Per ora la Russia non ha alcuna intenzione di esercitare pressioni su Hezbollah, che con migliaia di combattenti schierati in Siria gioca un ruolo di fanteria ancora essenziale per i russi. Irritare Hezbollah significa irritare gli iraniani e rischiare di perdere Teheran nel processo di Astana.
Tuttavia, questi attriti sono ormai nelle cose con il ritorno degli Stati Uniti nel gioco siriano, che pone sempre di più la Russia di fronte al dilemma di dover decidere su chi puntare come partner principale con il quale discutere e determinare il futuro della Siria: l’Iran, com’è stato fino ad oggi, o gli Stati Uniti?
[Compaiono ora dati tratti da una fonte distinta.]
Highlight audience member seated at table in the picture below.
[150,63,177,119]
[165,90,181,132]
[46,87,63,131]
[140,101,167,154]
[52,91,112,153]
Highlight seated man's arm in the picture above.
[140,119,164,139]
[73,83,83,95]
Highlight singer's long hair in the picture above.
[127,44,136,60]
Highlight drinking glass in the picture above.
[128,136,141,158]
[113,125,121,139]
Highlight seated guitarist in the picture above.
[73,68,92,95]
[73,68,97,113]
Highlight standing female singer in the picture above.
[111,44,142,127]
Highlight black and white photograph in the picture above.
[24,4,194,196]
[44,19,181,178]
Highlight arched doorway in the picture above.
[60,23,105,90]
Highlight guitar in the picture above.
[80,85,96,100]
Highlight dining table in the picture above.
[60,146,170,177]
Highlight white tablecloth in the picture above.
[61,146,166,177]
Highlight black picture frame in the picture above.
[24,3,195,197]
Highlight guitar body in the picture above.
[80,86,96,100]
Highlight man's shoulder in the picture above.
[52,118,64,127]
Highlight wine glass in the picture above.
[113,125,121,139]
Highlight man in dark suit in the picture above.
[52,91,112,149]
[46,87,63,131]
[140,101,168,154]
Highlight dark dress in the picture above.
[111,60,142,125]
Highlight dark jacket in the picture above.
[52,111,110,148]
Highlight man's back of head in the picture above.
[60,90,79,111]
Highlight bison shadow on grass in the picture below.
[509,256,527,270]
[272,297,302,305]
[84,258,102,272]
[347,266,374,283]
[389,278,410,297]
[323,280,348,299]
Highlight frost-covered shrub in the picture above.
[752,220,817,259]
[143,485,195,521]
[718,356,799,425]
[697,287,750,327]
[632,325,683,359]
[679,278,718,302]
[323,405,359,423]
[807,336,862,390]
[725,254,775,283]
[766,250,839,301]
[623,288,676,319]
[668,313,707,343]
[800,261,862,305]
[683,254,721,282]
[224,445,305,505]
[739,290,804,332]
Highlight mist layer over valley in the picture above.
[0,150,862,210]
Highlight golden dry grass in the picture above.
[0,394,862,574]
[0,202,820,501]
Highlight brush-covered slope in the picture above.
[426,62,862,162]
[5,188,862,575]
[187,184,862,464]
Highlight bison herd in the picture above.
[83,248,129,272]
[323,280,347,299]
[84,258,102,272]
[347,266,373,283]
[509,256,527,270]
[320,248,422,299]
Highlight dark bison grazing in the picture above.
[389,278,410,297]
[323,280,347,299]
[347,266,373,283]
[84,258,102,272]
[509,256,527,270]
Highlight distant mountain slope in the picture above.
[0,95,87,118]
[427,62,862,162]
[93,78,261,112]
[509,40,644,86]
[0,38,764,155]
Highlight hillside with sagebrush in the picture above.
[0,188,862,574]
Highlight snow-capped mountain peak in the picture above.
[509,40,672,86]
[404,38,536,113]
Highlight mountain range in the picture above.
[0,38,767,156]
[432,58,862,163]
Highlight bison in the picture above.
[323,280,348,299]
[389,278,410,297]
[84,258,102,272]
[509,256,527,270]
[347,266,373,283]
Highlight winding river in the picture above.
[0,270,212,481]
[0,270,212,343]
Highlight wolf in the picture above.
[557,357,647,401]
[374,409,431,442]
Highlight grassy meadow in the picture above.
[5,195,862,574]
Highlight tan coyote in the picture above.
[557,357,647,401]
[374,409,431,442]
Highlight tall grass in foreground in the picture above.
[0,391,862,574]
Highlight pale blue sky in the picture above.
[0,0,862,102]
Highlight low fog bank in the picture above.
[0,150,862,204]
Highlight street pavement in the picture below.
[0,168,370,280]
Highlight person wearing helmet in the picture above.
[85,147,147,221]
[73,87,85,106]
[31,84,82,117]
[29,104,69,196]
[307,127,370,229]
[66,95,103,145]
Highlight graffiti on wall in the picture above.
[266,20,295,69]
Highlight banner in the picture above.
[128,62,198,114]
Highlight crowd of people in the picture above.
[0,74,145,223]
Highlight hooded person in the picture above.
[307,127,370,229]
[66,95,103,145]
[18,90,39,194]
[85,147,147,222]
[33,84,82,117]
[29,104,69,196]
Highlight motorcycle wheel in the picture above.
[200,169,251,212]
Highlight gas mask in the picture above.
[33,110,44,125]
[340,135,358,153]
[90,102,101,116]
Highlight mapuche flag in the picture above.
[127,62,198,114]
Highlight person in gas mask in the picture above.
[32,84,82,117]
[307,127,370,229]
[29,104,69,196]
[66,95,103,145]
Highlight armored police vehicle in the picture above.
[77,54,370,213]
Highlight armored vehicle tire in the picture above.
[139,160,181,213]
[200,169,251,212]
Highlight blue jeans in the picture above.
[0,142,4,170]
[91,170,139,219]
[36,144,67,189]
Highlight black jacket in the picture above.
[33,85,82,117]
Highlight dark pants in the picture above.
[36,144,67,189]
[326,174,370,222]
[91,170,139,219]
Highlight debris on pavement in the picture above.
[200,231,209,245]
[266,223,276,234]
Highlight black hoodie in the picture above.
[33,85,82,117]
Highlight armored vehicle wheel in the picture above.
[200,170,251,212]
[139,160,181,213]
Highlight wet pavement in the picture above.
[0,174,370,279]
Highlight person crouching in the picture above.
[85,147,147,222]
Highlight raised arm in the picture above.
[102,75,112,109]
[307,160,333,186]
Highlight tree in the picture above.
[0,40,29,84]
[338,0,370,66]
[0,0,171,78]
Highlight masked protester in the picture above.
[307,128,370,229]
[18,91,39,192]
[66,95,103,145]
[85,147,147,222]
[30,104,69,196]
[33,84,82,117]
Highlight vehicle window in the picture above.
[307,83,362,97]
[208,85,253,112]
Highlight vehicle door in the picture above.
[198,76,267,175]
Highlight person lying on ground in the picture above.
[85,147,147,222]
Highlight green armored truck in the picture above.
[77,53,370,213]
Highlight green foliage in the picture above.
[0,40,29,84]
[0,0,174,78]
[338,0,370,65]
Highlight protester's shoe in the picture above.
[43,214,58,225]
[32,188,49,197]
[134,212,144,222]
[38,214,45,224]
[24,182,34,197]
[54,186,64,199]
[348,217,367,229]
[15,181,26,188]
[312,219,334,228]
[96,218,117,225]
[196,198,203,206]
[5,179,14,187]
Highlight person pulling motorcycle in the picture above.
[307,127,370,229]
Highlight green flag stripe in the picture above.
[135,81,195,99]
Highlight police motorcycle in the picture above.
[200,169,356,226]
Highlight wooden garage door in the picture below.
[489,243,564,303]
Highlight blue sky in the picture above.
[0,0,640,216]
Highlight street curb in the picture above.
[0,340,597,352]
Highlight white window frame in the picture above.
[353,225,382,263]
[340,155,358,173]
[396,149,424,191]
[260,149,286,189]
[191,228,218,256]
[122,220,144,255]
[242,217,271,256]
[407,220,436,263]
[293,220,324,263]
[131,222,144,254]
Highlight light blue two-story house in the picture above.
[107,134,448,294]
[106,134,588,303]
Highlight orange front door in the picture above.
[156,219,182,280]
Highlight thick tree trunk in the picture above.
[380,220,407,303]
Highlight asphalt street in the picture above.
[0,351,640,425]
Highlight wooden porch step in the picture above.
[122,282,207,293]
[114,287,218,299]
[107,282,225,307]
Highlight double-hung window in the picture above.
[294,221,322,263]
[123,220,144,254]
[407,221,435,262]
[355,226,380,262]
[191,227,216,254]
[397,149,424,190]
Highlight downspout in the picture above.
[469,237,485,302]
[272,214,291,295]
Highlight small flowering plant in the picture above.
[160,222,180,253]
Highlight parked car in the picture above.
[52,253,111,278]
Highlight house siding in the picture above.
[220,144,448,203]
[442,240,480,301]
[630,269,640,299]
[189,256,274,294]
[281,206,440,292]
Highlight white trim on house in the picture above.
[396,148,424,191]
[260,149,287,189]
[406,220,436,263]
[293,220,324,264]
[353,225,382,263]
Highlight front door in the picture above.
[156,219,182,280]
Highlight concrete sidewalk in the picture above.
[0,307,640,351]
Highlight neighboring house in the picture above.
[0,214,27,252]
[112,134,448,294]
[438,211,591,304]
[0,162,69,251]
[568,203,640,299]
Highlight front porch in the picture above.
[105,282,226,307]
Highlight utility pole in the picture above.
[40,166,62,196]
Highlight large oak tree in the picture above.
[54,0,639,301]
E’ uno dei risultati delle mosse dell’amministrazione Trump, la cui nuova politica in Medio Oriente, come abbiamo scritto in altri articoli per Formiche.net, ha come obiettivo principale quello di isolare e contenere l’Iran e, quindi, in Siria, di allontanare Mosca da Teheran. “Esortiamo la Russia a cessare le sue attività destabilizzanti in Ucraina e altrove, il suo supporto a regimi ostili – come Siria e Iran – e ad unirsi invece alla comunità di nazioni responsabili nella nostra lotta contro nemici comuni e in difesa della civiltà”. Ecco il vero test per Putin, nelle parole pronunciate dal presidente Trump a Varsavia.
Certo, le nuove sanzioni non aiutano l’amministrazione Trump. Putin potrebbe decidere che la cooperazione con gli Usa in Siria non vale il sacrificio delle partnership regionali con Iran e Turchia su cui molto ha investito negli ultimi anni.